Some of the changes were vast improvements. The smelters and ore-processing plants now long closed meant that the sulfurous fog that had made it difficult to see across the street was gone. The air was immensely more pleasant to breathe. The night was free of the constant noise of the machinery that churned day and night.

The crowd that moved beside him on the sidewalks was a respectable size, though much smaller than those that had filled the streets of his memories. He hadn’t decided whether to count that on the good side or the bad side of the changes.

He put his hands in front of his mouth and blew, a gesture to blend in, no more. Even had his hands been frozen, his breath wouldn’t warm them.

He didn’t know why he’d come back here. Just in time for the Christmas stroll, no less. He wasn’t a Christian, despite the nuns who had ensured he could read and write: an education for her children was the only thing his quiet, obedient mother had ever stood up to his father for.

If . . . if he did believe, he’d have to believe he was damned, and had been since his father had brought him to the old man.

* * *
Butte, Montana, 1892, April

Here is the son,” his father said, his voice less clear than usual. It was hard to talk with a mouth that had been hit so many times.

Last night his father had been set upon by a group of miners who wanted opium and had not wanted to pay for it. They had beaten Father and tied him up. It had been Thomas’s day to protect the shop; his older brother, Tao, was away on other business. Thomas had been shot in the arm, and while he tried to stanch the blood, one of the miners had cracked his skull with a beer bottle.

When Thomas awoke, his mother had bandaged his hurts and was crying silently as she sometimes did. From Tao, because his father would not look at him nor talk to him, he learned that his father had given the men what they wanted and more: arsenic in the opium would ensure that they thieved from no one again. But despite the ultimate victory in the fight, his father felt that his honor and that of his family had been impinged. He made it clear that he blamed Thomas for the shame.

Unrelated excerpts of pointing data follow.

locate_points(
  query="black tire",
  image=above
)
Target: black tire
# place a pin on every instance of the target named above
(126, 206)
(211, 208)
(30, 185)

The next morning his father had left Tao in charge of the laundry and gone out to speak with friends. He’d been gone most of the day, and Thomas had worked hard despite his aching arm, seeking to assuage his disgrace with diligence. His uncles, his father’s brothers, had stopped in with gifts of herbs, whiskey, and his grandmother’s ginger cookies. They spoke to his mother in hushed whispers.

His father returned after the sun was down and the laundry storefront was closed. He hadn’t said anything to the rest of the family gathered there. He’d only looked at Thomas.